开玩笑得适度(第2页)
“我跑了3分39秒,你只跑了4分54秒,你甚至没及格。”
体育好像是栖柳少见的不擅长的科目。
说着说着栖柳渐渐没再回话,倒是一些毛茸茸的东西落在许长鹰的脖颈,还带着一些鼻息。他就知道,栖柳又睡了。
这人到底哪来的这么多瞌睡,睡也睡不完。
背着熟睡的栖柳,许长鹰回到山下的车辆旁。他拉开车门先扶着对方坐回到座椅上,才来到后备箱在里面翻翻找找,终于找出两套衣服。

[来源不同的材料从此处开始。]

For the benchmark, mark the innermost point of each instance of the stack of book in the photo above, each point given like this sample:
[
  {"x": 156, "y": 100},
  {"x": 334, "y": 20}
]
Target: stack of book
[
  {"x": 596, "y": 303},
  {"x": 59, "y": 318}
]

看着这两套衣服,许长鹰叹口气,他像一些为钱忧心的上班族一样惆怅。
两人走的匆忙,准备的衣服本不多,结果栖柳竟还弄破一条裤子。
唉,败家子。
叹归叹,许长鹰把其中一套衣服扔在栖柳身上,随后便开始换衣服。
他没有下水,可刚才背栖柳的时候,不可避免的,他身上的衣服也被弄湿。
坐在副驾驶的栖柳感受到不断有东西落在自己身上,还有一阵悉悉索索声传进自己耳朵里。
他疑惑地睁开眼。
许长鹰正对着自己拉裤链,他已经换上干净的衣物。
“?”
栖柳低头,落在自己身上的不只有一套干衣物还有许长鹰的脏衣服。
“你把我当衣架使?”
其实在许长鹰把他放到座椅上的时候他就已经醒了,只是他懒得理对方就一直闭着眼继续睡,没想到对方会往他身上扔脏衣服,他有些嫌弃地皱鼻。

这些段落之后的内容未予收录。